Developers across the United States are transforming many iconic properties to reflect the way people want to work and interact. At EQ, we recently completed the redevelopment of 800 Fifth and the repositioning of U.S. Bank Center (USBC) — both premier buildings in downtown Seattle that should resonate with tenants and support what they are seeking in today’s environment.

The USBC project is nearly complete and includes a new street-level public retail space named Cedar Hall that was created with the modern workforce in mind. Visitors can meet for yoga, stay for lunch, and grab an espresso in one central location.
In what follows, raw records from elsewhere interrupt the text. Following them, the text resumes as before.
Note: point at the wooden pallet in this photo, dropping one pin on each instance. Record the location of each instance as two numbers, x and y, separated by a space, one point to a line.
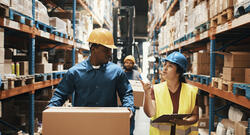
19 17
222 84
12 82
222 17
242 89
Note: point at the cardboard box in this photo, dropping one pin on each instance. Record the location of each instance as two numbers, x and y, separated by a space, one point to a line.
24 67
203 122
57 67
5 2
247 75
203 58
41 13
241 128
42 57
234 74
17 5
86 121
68 25
43 68
138 92
237 59
227 123
2 55
27 7
59 24
198 68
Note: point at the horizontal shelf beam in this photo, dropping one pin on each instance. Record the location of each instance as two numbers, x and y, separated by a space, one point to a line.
7 23
27 88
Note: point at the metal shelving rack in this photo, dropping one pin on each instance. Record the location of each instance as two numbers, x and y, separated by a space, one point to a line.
238 25
33 32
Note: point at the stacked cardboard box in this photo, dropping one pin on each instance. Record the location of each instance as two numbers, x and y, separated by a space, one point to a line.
42 65
138 92
83 120
22 6
234 66
57 67
24 67
201 63
41 13
68 27
17 5
217 6
5 2
59 24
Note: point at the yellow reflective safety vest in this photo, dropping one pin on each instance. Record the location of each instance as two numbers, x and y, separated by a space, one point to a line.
164 105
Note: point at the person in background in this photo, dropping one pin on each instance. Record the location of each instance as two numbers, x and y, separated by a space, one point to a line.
129 63
173 96
96 81
132 74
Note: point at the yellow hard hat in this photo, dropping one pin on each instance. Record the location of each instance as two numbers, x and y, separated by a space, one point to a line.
129 57
103 37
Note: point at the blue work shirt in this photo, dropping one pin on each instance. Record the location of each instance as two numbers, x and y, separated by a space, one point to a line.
94 87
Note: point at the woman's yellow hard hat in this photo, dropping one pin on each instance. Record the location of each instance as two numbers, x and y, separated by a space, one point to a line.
103 37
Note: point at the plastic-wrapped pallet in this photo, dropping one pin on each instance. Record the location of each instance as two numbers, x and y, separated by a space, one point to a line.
5 2
213 4
239 4
59 24
41 13
190 17
17 5
202 13
27 7
79 32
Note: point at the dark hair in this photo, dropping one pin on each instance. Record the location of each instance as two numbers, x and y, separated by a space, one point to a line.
180 71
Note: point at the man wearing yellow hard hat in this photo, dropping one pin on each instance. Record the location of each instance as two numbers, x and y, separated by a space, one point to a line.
96 80
129 63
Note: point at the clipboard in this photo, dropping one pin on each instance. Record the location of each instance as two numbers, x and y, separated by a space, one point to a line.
166 118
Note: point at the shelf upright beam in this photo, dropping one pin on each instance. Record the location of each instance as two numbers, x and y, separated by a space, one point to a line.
211 113
74 32
212 74
74 37
212 57
32 72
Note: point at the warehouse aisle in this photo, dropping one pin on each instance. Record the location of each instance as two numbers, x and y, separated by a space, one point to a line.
141 123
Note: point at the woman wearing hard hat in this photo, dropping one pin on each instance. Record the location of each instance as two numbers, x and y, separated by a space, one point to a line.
173 96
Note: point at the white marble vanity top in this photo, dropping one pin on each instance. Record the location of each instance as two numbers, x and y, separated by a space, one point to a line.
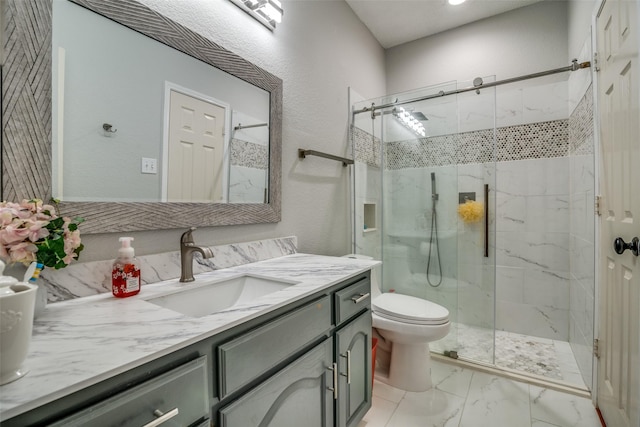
80 342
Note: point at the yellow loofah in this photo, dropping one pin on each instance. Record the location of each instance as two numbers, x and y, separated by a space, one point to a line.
471 211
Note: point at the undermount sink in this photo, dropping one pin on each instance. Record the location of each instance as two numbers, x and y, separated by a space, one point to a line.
204 297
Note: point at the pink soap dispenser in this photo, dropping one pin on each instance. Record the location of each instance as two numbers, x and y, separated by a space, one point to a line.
125 275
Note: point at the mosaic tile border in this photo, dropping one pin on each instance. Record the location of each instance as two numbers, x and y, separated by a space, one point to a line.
581 129
249 154
530 141
556 138
366 147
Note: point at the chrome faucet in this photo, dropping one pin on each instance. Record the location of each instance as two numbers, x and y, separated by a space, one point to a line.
187 249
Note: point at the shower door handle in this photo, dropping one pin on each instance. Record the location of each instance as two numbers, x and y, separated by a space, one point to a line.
620 246
486 220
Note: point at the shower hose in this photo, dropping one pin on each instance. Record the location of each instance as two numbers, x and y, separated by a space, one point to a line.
434 231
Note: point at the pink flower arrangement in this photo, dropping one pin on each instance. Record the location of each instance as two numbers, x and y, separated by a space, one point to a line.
32 231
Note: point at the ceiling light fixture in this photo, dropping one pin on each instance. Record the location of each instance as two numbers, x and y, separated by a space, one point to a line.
267 12
409 121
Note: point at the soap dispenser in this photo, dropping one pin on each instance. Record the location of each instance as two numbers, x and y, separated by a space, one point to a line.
125 275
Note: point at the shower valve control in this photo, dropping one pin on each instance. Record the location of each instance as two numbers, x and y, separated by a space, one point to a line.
620 246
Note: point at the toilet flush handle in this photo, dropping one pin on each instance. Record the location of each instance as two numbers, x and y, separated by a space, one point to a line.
360 298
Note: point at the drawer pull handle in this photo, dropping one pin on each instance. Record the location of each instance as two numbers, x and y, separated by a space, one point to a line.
360 298
162 417
334 389
347 355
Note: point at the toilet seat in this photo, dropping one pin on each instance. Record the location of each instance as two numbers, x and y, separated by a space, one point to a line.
408 309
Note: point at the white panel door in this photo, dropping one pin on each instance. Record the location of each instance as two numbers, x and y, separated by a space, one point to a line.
196 150
619 285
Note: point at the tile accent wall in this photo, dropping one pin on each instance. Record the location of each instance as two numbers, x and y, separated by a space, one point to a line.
249 154
366 147
528 141
248 172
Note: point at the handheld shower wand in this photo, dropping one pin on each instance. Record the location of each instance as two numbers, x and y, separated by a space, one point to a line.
434 232
434 195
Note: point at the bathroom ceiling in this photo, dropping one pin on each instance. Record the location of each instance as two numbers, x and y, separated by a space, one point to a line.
393 22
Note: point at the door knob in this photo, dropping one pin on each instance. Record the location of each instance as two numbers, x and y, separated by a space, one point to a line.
620 246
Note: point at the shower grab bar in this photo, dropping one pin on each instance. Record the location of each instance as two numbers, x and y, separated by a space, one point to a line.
575 66
304 153
241 126
486 220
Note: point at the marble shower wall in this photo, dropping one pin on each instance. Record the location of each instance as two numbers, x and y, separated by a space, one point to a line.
249 165
531 200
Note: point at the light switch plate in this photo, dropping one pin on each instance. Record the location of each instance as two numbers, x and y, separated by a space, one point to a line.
149 165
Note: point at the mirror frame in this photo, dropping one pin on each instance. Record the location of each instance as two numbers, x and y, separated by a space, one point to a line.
27 118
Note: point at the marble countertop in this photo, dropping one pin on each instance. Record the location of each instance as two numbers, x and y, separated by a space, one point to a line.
80 342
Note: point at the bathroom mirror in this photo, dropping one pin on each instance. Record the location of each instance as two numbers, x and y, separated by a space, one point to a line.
27 136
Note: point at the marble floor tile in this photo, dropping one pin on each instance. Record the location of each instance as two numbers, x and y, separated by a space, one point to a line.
561 409
451 378
496 401
529 354
430 408
465 397
379 414
387 392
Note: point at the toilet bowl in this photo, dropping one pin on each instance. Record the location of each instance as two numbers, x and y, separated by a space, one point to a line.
406 326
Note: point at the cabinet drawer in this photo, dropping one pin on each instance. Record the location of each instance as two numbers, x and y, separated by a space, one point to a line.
183 389
256 352
352 300
297 395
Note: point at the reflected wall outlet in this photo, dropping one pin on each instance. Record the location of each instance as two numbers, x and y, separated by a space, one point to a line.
149 165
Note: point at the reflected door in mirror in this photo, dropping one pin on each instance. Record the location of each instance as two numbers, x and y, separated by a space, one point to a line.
196 150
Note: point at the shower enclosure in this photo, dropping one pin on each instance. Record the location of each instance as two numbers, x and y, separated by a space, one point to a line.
475 201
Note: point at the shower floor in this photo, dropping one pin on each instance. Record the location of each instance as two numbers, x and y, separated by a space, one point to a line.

In addition to the retail and amenity updates, USBC will feature local art throughout the building and will include the reinstallation of two of the building’s largest original pieces, as well as newly curated art from more than 50 artists with ties to the Northwest arts community. The property will also include a new tenant lobby, exclusive conferencing facilities, event spaces and lounges, and a modernized fitness center.
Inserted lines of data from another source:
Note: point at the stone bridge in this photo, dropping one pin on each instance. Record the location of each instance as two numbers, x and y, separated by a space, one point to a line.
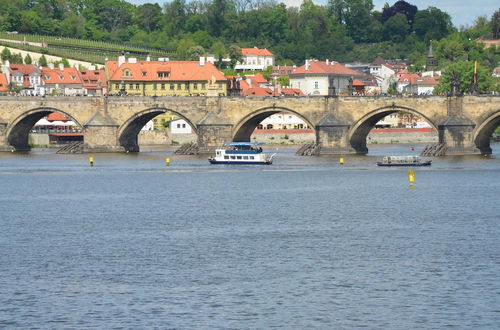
341 123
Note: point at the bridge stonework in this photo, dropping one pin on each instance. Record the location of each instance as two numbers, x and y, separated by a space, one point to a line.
111 124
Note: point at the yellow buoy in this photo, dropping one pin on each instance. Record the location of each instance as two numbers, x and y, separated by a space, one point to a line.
411 177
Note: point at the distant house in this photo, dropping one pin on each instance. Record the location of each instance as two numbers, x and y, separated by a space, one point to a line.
422 86
180 126
496 72
93 81
62 81
4 85
323 78
161 78
282 70
255 59
26 76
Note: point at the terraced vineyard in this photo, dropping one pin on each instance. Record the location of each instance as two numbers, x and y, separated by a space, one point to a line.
78 49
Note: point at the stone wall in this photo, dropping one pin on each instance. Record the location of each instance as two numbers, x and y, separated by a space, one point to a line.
402 136
155 138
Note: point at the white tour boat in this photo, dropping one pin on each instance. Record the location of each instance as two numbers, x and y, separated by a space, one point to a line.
241 153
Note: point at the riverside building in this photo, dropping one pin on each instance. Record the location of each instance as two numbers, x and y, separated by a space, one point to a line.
164 77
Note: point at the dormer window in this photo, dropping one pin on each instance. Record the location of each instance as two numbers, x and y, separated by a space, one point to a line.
164 74
127 73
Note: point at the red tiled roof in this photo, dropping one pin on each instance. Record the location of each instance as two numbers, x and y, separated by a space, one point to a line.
292 91
25 69
258 78
256 51
356 82
258 91
92 78
4 86
57 116
426 81
177 71
317 67
57 76
409 78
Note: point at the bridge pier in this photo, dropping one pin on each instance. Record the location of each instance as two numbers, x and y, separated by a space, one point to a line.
101 135
457 130
332 136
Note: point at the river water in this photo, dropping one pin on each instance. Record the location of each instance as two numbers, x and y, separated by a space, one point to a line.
304 243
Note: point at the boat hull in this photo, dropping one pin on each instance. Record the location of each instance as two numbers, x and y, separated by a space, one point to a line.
228 162
405 165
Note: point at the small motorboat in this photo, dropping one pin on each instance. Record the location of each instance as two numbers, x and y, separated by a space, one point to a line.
404 161
241 153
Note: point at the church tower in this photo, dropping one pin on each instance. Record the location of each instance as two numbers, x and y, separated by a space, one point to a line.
431 61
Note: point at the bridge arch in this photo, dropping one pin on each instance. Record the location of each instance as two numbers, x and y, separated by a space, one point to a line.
243 130
18 131
128 132
484 131
359 131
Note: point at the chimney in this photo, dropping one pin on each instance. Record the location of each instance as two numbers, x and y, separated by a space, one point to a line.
121 60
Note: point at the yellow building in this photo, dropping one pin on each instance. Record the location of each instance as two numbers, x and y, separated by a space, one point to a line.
162 78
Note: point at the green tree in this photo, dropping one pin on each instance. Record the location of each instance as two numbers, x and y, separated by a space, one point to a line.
5 55
42 61
27 59
194 53
495 24
464 70
432 24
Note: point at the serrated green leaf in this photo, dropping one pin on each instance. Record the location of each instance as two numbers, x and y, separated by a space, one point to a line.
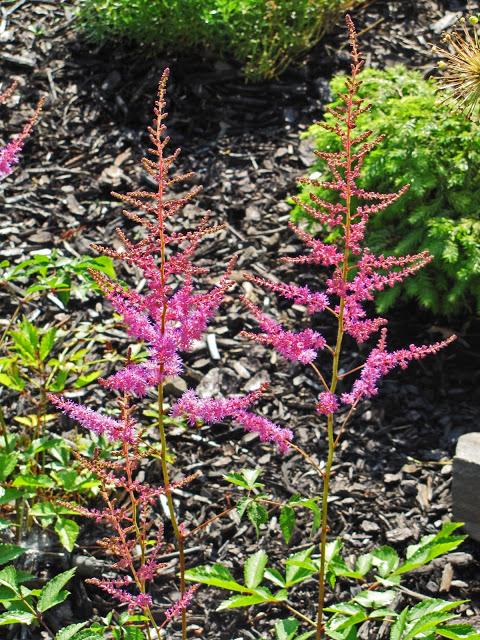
67 531
67 633
10 552
236 602
431 547
82 381
8 578
286 629
215 576
287 522
385 559
427 623
52 593
433 605
375 599
8 462
133 633
398 627
274 576
257 514
458 632
363 564
16 617
46 343
254 569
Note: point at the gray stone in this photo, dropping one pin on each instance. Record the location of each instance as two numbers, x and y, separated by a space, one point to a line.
466 483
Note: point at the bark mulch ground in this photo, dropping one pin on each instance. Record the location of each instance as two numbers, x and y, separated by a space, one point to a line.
393 472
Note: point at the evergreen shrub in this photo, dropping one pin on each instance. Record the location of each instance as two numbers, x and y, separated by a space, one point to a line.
264 35
437 151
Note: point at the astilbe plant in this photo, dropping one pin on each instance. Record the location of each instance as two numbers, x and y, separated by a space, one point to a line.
357 275
169 317
9 154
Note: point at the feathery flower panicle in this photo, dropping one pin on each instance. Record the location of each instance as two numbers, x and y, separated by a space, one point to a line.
9 154
356 273
460 66
176 609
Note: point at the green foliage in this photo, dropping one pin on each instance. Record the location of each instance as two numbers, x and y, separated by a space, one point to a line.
437 152
56 274
262 34
378 572
26 606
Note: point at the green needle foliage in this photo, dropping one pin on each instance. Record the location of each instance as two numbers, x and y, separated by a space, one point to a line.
438 153
264 35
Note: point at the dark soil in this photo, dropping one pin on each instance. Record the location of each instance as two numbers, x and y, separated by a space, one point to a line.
393 472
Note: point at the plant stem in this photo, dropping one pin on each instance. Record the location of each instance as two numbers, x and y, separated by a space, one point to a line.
347 144
166 481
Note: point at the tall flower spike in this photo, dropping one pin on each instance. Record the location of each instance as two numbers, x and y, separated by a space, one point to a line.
356 275
9 154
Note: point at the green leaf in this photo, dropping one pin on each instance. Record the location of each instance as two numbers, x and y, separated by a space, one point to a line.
299 567
375 599
15 383
458 632
275 576
40 481
67 633
257 514
215 576
286 629
254 569
82 381
287 522
396 632
52 593
10 552
427 623
364 564
8 578
247 479
67 531
433 605
133 633
16 617
431 547
236 602
8 462
46 343
385 559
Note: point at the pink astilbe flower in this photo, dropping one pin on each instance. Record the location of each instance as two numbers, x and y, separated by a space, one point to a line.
380 362
327 403
315 301
9 154
176 609
267 430
301 346
96 422
116 589
356 273
214 410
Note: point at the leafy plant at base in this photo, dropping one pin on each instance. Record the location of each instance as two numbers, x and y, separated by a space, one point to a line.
265 36
36 465
437 151
379 573
22 605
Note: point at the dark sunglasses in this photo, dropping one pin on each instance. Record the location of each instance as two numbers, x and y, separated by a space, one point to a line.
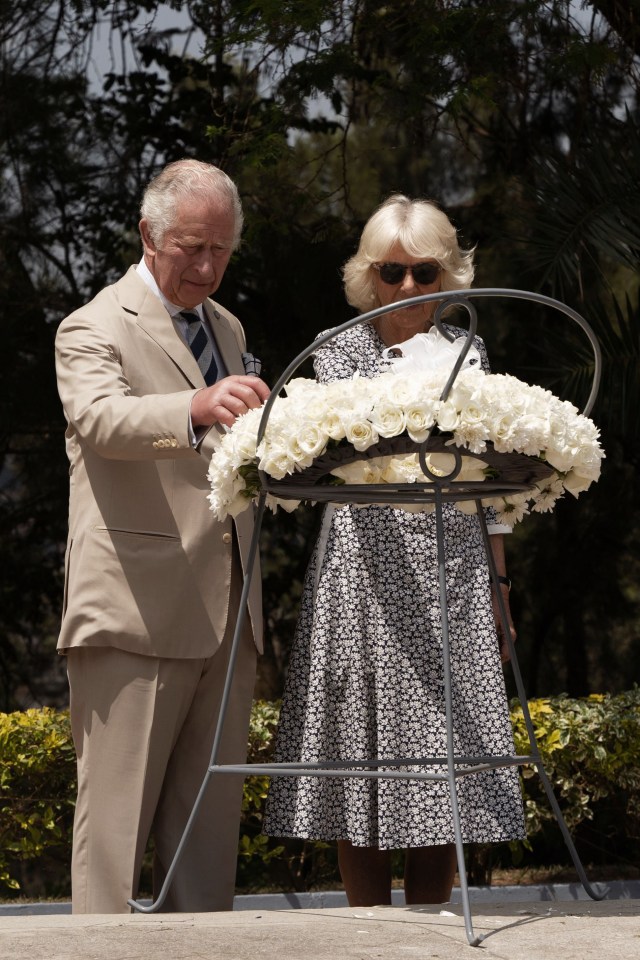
394 273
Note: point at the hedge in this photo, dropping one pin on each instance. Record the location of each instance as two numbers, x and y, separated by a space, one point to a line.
590 748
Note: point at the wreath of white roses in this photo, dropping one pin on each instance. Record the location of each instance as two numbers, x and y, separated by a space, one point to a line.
480 410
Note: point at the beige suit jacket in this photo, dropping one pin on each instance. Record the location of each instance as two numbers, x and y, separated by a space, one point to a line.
148 567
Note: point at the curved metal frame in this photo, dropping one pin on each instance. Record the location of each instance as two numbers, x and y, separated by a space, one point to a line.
437 490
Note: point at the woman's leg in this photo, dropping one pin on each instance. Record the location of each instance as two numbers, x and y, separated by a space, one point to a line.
366 874
429 873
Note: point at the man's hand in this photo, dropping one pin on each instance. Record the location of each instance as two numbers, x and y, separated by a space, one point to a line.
227 399
502 640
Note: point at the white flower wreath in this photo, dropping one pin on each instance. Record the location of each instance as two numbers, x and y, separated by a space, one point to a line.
480 409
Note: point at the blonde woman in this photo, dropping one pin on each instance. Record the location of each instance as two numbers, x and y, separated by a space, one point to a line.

To bring the plans to life, we partnered with local architecture and design firm SkB Architects. Kyle Gaffney, one of the company’s founders, had clear intentions for the design.

“Our vision for USBC is to connect greater Seattle with this building and its rich history,” Gaffney says. “Inspired by the grand halls of train stations and layered with a Pacific Northwest ethos, we have designed a sensory-rich environment for both USBC tenants and the Seattle community.”

Just a few blocks away is the recently completed redevelopment of 800 Fifth which, once again, is the result of a collaborative partnership with a local design firm, Olson Kundig.

The design approach for 800 Fifth influenced new amenities that foster collaboration, creativity, and community, including a new 16,200-square-foot entry, and a 15,800-square-foot public garden and plaza with an inviting outdoor fireplace and event space. The Class A tower sits within easy walking distance of the Seattle waterfront, Pike Place Market, and the downtown retail core.

That project offers a similar connection between workforce and community, complete with a public garden and plaza with outdoor fireplace and event space.

“Particularly important for 800 Fifth are the revitalized areas that provide spaces for both public and private uses, connecting the workforce to a reinvigorated central business district,” says Kirsten Ring Murray, FAIA, design principal at Olson Kundig.

Creating memorable experiences must be at the forefront of design plans for all properties in Seattle. Ongoing investment in downtown Seattle spans across other notable properties, including The Exchange, a 22-story, Class A high-rise office building originally completed in 1929 to house the Seattle Stock Exchange. It was converted to office space following the market crash and received landmark status in 1990.

Local art is a consistent facet at all of EQ’s Seattle properties. Some of the most powerful examples of art in the workplace are happening on the street level of major office buildings, such as 999 Third Avenue and The Exchange. We believe it is vital to include art in the workplace and give a voice to local artists from within the community.

A case study in that is Bianco Gallery at 999 Third, a multiuse exhibition space that fosters a diverse community of multi-generational artists as part of our EQ Impact platform. The program provides local artists and creators an opportunity to showcase their work through neighborhood activations at our properties.

The goal of tomorrow’s workplace should be to match the city’s vibrancy and establish community hubs, creating a place where people want to be. By highlighting the influences of art and culture, in addition to creating a connection between the building and the surrounding community, owners can create premier workplaces with access to new amenities, retail, and public gathering spaces.

Zach Zaborowski is senior vice president, Pacific Northwest Market lead, at EQ Office, a Chicago-based real estate investment company wholly owned by Blackstone’s real estate funds. EQ owns 80 office properties across the U.S.